Someone with a better background in this area will surely chime in. I have three sources that have directed my way of thinking, and all of my defensive carry weapons are now OE. In Alaska, where I live, there is a "stand your ground" law, so citizens here are not required to do their best to leave or run from an attack, breakin etc. When it comes to civil court, things such as trigger pull are big areas of concern (especially in accidental shootings). Lighten one up and your opposition can make some hay. One of my sources was my son's father inlaw, who was a US magistrate and a very strong advocate of citizen carry. (His court was in upstate NY) We talked about what would and wouldn't look good to a jury. Ammo had as much to do with being able to convince a jury that you were at least partly at fault. Hangover from the "black talon" days. His advice was to stay away from military rounds, and stay away from anything named or made primarily for law enforcement. It seems that the anti's have done a good job of convincing a great deal of the non gun owning public that fmj is for piercing armor and that anything designed for law enforcement really should not be in the hands of civilians. Kind of scary, and it probably depends on where you live. He did say that things that were dubbed "defense" and "home defense" rounds were things that the antis had more trouble gaining traction against.

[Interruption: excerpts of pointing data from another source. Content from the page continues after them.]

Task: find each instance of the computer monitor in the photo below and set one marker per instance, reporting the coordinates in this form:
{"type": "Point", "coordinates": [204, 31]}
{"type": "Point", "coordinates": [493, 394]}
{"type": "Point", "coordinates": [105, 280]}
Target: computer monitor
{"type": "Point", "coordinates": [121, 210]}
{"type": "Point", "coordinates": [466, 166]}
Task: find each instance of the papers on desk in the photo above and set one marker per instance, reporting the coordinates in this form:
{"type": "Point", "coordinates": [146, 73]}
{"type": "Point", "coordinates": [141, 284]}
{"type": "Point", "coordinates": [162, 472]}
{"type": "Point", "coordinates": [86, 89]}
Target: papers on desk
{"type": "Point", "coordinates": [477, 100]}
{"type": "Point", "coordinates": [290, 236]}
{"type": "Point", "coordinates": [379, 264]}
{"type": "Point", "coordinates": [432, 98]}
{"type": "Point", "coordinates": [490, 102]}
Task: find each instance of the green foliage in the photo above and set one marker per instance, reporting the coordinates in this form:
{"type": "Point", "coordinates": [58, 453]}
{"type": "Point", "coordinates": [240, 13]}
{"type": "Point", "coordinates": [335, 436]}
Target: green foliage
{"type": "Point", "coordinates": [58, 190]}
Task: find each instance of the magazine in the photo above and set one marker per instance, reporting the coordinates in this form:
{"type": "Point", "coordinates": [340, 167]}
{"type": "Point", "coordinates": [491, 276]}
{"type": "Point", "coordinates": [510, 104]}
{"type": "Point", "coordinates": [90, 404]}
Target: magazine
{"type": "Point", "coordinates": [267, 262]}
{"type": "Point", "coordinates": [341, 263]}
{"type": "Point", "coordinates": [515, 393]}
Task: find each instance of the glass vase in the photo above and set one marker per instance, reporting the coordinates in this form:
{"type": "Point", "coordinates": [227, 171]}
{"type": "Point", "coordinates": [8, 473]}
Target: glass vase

Your question about the custom is a good one. A retired police chief advised me against carrying any of mine. Again, it probably wouldn't affect the outcome of someone attacking me in my home, but say I got into a parking lot altercation that escalated to me pulling one of those out and it could be made to look like I was "spoiling" for a fight if there was anything else suspicious. Three sources, a man who sat the bench, one who defended people, and one who arrested people all agreed on was that in some cases, it depends on what a DA may have as far as future aspirations, when it comes to them building or considering a case against someone like me.
Reloaders are always starting from the penalty line it seems when it comes to juries. So I don't carry my own recipes anymore. If I really felt like I would be better off substantially by carrying a round that is specifically law enforcement oriented (but legally available to citizens), I would still do so, but again, that is the case where the three point rule (1 Shut up. 2 Shutup. 3 Shut up.) rule would definitely apply.
The most important thing in his estimation (the judge) for anyone who is going to be questioned about any shooting (applies elsewhere too) is to do nothing more than calmly identify yourself and state that you will answer questions as soon as you have advice from counsel, and DO NOT waiver on that. Worry less about how that will look, and more about what you are likely to say and how it will be made to look. Very hard, but sitting in any cell waiting for your counsel is a more optimistic situation than waiting your release.